Published in final edited form as: Nat Mach Intell. 2022 Nov 15;4(11):1017–1028. doi: 10.1038/s42256-022-00561-w

Fig. 6 |. Interpreting gMVP predictions with conservation, protein structure and genetic coding constraints.

Fig. 6 |

a, Spearman correlation between gMVP and other published methods, calculated by scores of the DNMs in ASD, NDD and controls. b, PCA on DNMs from ASD and NDD cases and controls.
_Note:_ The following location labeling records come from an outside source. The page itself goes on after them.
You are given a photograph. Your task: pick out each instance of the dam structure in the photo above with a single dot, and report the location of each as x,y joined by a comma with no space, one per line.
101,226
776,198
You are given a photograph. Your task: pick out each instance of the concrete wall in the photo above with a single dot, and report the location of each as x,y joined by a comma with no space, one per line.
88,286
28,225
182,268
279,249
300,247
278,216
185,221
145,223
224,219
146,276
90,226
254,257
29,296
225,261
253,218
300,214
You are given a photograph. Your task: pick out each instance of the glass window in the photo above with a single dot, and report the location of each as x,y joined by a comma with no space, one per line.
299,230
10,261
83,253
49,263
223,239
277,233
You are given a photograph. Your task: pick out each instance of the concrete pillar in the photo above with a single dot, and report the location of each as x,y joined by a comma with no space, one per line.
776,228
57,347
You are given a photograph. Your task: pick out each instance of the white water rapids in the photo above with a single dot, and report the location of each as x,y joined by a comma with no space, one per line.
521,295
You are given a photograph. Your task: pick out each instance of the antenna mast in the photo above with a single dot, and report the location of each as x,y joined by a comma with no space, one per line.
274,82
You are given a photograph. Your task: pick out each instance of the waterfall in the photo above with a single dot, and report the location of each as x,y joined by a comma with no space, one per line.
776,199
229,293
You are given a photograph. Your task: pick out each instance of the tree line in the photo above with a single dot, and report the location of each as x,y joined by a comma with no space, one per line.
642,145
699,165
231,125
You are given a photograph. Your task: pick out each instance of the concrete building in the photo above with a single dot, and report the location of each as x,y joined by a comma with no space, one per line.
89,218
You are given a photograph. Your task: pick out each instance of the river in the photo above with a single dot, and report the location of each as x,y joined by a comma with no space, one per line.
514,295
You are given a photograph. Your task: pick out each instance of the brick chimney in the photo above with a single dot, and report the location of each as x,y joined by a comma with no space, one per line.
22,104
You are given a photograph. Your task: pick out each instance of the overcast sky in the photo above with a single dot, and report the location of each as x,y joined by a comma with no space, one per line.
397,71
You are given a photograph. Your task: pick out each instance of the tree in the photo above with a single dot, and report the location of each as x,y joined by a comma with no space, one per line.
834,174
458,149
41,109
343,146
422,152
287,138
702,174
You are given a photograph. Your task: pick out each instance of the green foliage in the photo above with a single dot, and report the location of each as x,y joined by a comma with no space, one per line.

Red arrows show the loadings of gMVP and published methods on the first two components; the density contour shows the distribution of PC1/2 scores of the variants in NDD and controls. The density curves along the axes show the distribution of PC1 or PC2 scores of the cases and controls. c, The protein tertiary structure of BRCT2 domain of BRCA1. We coloured a residue blue if at least one missense on this position is predicted to be damaging (gMVP > 0.75) and orange otherwise. d, gMVP scores of all possible missense variants on the BRCT2 domain of BRCA1. The top bar plot shows the predicted probabilities of the protein secondary structures, whereas the bar below shows the real protein secondary structures calculated by DSSP. The middle heat map shows gMVP scores for all possible missense variants on each protein position (the darker the colour, the higher the gMVP score). The bottom histogram shows the evolutionary conservation measured with the Kullback–Leibler divergence between amino acid distribution among homologous sequences and amino acid distribution in nature.